Researchers identified compounds (yellow) that target and bind to a specific enzyme (purple and blue), blocking the reaction that leads to irinotecan's debilitating side effects
© Bret D. Wallace and Matthew R. Redinbo, UNC-Chapel Hill

The researchers screened 10,000 compounds and found four potential inhibitors of bacterial beta-glucuronidase, the enzyme thought to be responsible for reactivating irinotecan in the gut. These inhibit the bacterial enzyme, but do not affect other intestinal enzymes because the inhibitor interacts with a small loop in the enzyme not present in its mammalian counterparts.

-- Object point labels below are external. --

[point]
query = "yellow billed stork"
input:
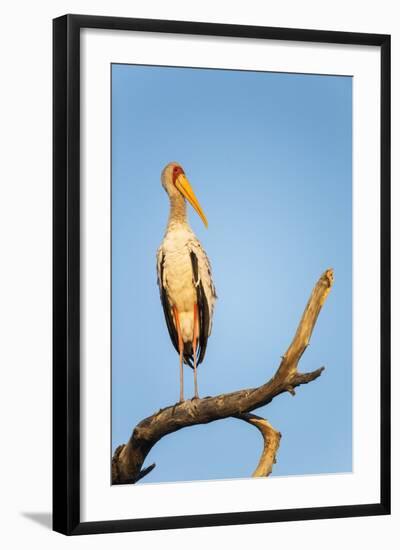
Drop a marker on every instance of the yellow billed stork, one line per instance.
(184, 276)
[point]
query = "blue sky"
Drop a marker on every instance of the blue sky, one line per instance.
(269, 156)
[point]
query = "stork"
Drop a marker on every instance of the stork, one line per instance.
(184, 276)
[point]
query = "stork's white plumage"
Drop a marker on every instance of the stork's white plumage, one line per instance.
(184, 276)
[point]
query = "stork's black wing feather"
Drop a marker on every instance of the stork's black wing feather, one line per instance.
(167, 308)
(203, 310)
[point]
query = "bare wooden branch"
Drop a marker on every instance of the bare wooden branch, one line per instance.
(128, 459)
(271, 439)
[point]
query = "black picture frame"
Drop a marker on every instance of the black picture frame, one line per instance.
(66, 273)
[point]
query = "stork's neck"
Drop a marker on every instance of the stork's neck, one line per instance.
(177, 212)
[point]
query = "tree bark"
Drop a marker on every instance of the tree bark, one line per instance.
(128, 459)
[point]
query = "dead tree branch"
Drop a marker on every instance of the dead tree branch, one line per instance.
(128, 459)
(271, 439)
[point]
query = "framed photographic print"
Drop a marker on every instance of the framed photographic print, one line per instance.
(221, 274)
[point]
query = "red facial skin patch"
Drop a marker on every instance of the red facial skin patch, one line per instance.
(177, 171)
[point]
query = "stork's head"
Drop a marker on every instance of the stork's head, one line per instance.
(176, 184)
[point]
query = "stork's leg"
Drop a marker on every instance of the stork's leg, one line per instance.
(180, 346)
(194, 346)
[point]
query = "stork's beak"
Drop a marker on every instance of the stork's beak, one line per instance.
(185, 188)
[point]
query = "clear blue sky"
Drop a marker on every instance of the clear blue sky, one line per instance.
(270, 158)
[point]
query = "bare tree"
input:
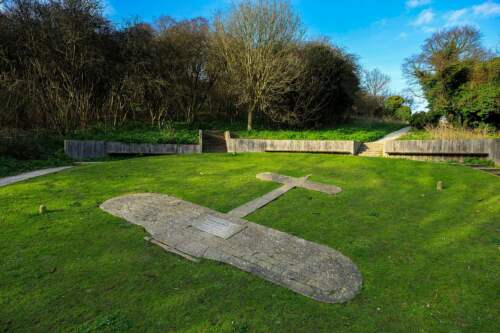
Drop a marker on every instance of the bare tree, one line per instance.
(255, 41)
(376, 83)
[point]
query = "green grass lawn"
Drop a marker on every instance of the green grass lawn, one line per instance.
(429, 259)
(358, 131)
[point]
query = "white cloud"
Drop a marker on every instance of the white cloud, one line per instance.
(456, 16)
(417, 3)
(488, 8)
(402, 35)
(425, 17)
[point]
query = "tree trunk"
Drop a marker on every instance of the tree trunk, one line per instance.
(250, 119)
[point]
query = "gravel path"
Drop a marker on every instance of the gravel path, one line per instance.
(28, 175)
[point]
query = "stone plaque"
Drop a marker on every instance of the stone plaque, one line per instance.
(216, 226)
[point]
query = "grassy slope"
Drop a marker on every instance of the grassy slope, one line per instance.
(11, 166)
(429, 259)
(359, 131)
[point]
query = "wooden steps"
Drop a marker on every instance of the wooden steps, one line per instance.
(214, 142)
(371, 149)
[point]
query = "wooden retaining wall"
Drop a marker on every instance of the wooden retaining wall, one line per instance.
(444, 149)
(78, 149)
(236, 145)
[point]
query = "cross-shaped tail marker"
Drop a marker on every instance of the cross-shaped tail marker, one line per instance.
(288, 184)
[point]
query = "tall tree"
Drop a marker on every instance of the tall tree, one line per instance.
(256, 40)
(447, 71)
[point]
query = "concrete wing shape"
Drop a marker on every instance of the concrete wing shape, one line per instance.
(194, 232)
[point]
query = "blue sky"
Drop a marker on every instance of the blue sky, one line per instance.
(381, 33)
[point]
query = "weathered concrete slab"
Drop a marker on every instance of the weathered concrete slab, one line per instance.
(299, 182)
(260, 202)
(307, 268)
(288, 184)
(216, 226)
(28, 175)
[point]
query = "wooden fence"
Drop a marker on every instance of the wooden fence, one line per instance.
(236, 145)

Redinbo's collaborators from New York have also shown that mice that received regular oral dose of one of the inhibitors along with irinotecan suffered much less diarrhoea, and had healthier colon tissue, than mice that were just treated with irinotecan.

'The investigators deserve congratulations for an elegant application of science towards the understanding and management of a clinical problem,' say Leonard Saltz, a doctor who specialises in treating colon cancer at the Memorial Sloan-Kettering Cancer Centre in New York, US. However, he urges caution, adding 'How to utilise this new evidence in the clinical arena will require a lot of additional investigation.'

This is something that Redinbo agrees with completely. Having shown one cause of irinotecan related diarrhoea and a potential answer to the problem, the team is now set to do what Redinbo describes as the 'real work' of checking that the compounds are safe. 'If all that looks OK then you can start thinking about clinical trials,' he says.